The Moat Hall is a Grade II Listed Building and is an important example of a moated site and one of the best preserved medieval grange sites in the country. Research suggests that the Moat Hall could have been used as a hospital and for the Abbey of Roche and has a chapel on the eastern side.

Arriving in Wadworth, adjacent to the White Hart Pub stands a steel maypole. The previous wooden maypole was erected in 1923, having been brought over from Norway. Records show that 1964 was the last time dancing round the maypole took place… it would be nice if, one day, the tradition of dancing round the maypole is revived.

In Tickhill, across from the pretty pond, there are the remains of an 11th century earthwork motte and bailey castle. Only the gatehouse of the original building survives, with most of the surrounding wall but only part of the moat. The castle grounds contain a private residence and are open once a year to visitors.

The village was mentioned in the Doomsday survey of 1086. It is not known if there was a Roman civilian settlement on the site of the village, but in 1953 some stones were found on the outskirts of Stainton, at Chapel Holt, which were thought to have been part of a small Roman Temple. The very name Chapel Holt may be evidence of a small religious building having occupied the site. Again, this is on private land. Granny Griddles Lane runs alongside the area of interest – who was Granny Griddle?

A former mining town, but prior to that a small village with Roche Abbey on the outskirts founded in 1147. Nearby is a place known as Maltby Craggs, which is an example in South Yorkshire of a Permian Bryozoan Reef; and is a site of Special Scientific Interest (SSSI) and is well described in the Geological Conservation Review, which highlights some of the best places at which to study geology in England.

Firbeck Hall has a large historical story. Built in 1594 by William West, it has passed through many hands and has had many uses and can boast of its own golf course and airstrip. In 1939 it was used to train volunteer pilots for the Royal Air Force and in 1945 it was used as a Convalescent Home for Injured Miners. The BBC broadcast its weekly Saturday Show ‘Late Dance Music’ from the hall, with many celebrities visiting.

Wickersley Wood is worth a visit to see the beautiful sculptures carved out of wood. The Parish Council have made an annual investment to provide these works of art. You can see them scattered throughout the woodland – the storyteller’s chair and badger bench are among my favourites. Artists include Lorraine Botterill and Karl Barker.

A small village recorded in the Doomsday Book 1086. Whiston Copper Works were built in 1770 by the Duke of Devonshire.

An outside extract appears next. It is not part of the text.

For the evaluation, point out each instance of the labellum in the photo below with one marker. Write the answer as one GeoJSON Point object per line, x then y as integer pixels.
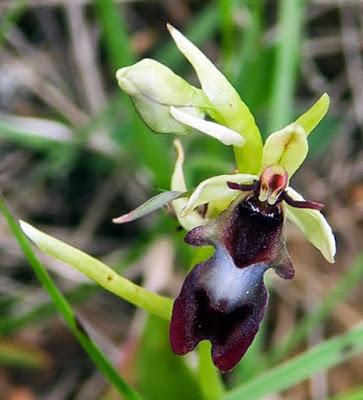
{"type": "Point", "coordinates": [224, 298]}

The works were built to refine copper ore taken from the Duke’s mines at Ecton and with the copper ore having been almost “worked out” the works were closed in 1818. The Stable House and Barn, situated 200m from the site of the works is the only example of a building in the locality made from moulded copper slag blocks, a by-product of the copper ore processing.

Mentioned in the Doomsday Book and given to William De Perci, a chief aid to William the Conqueror in 1066. Terry and Alicia Barber were of the opinion that the village had enough points and places of interest for it to be a case study during their archaeology studies and eventually they wrote and published a book called ‘A Brief History Of The Village Of Thrybergh’. It is available from the Rotherham Visitors Centre.

When it is safe to travel Peter plans to venture further afield, to discover more of his surroundings.